En tu dulce cara de cacao grabaron la suya.

Julio César, mi santo, ¡el poder no tiene cara! El poder es una cara borrada.

Tengo miedo. Pero por ti le confío a mi miedo. Puedo ver con más claridad sus contornos, puedo ver su imagen y lo entiendo cada vez mejor. Ningún animal es capaz de hacer lo que puede hacer el hombre. Y solo las plantas pueden igualarse con los ángeles.

Dos.

México es mi destino.

Observo a los luchadores en un apretado abrazo, la sangre, el público que le va fervorosamente ahora a uno, después a otro.

Hace más de veinte años.

Octavio Paz prendió en mi oído una llama que no deja de brillar. Paz y Fuentes, ambos convencidos de que a México se le puede entender a través del mito del dios Quetzalcóatl, la serpiente emplumada, que crea al hombre. El demonio destruye a Quetzalcóatl mostrándole el espejo a la deidad.
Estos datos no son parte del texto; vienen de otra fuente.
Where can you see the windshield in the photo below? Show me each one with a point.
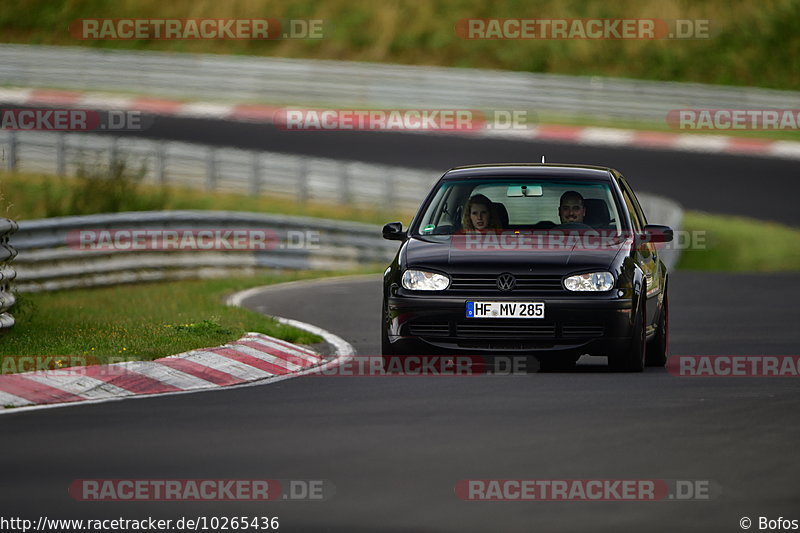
(520, 204)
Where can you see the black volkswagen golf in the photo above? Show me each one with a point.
(553, 261)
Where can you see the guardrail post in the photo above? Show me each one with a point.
(255, 176)
(7, 273)
(161, 163)
(11, 158)
(61, 156)
(211, 170)
(344, 184)
(302, 181)
(389, 176)
(114, 152)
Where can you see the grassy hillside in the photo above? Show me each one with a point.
(753, 43)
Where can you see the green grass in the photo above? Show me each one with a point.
(741, 244)
(140, 322)
(752, 43)
(27, 196)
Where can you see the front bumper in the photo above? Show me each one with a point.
(598, 325)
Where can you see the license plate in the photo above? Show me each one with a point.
(505, 309)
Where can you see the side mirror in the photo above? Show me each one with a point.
(393, 231)
(657, 233)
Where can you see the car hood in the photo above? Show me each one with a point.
(450, 254)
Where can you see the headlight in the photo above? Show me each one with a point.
(593, 281)
(420, 280)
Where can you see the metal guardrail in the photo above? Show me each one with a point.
(49, 261)
(7, 272)
(352, 84)
(299, 178)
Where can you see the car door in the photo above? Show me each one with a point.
(647, 254)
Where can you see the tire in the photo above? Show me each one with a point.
(657, 347)
(633, 358)
(386, 346)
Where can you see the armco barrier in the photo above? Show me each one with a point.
(303, 179)
(359, 85)
(7, 272)
(47, 260)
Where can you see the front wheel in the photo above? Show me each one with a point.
(633, 358)
(657, 347)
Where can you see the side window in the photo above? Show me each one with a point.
(629, 203)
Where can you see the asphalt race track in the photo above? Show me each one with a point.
(395, 447)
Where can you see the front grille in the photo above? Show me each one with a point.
(488, 283)
(486, 331)
(582, 330)
(432, 329)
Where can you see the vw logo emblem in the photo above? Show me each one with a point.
(506, 282)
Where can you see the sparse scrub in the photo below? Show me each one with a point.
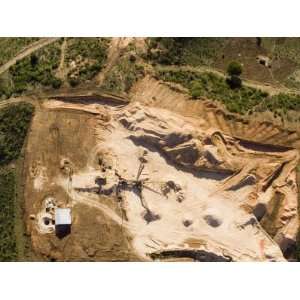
(214, 87)
(184, 50)
(85, 57)
(37, 70)
(121, 78)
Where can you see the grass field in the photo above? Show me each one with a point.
(9, 47)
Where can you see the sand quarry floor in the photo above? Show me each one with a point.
(180, 213)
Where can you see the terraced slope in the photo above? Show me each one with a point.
(157, 93)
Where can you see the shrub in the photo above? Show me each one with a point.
(14, 123)
(8, 249)
(73, 82)
(196, 90)
(234, 69)
(234, 82)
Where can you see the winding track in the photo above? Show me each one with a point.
(26, 52)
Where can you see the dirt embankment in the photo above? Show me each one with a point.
(144, 182)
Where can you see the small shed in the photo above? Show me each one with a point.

El demonio le muestra a Quetzalcóatl que tiene la cara, aunque él mismo cree que no la tiene. ¿Es esto en realidad México, soy este en realidad yo, mostrándole la cara a alguien que está convencido de que no la tiene? ¿Es cada escritor un demonio? ¿Y no fuiste tú, Julio César, santo que quiso ser maestro, quien enseñó a todo el mundo que el poder, que la autoridad, que la máquina de nuestra civilización tiene la cara aun cuando piensa que no la tiene?

Tu cara, dulce mío.

Tú eres uno. El uno.

Al número uno no le sigue el número cero.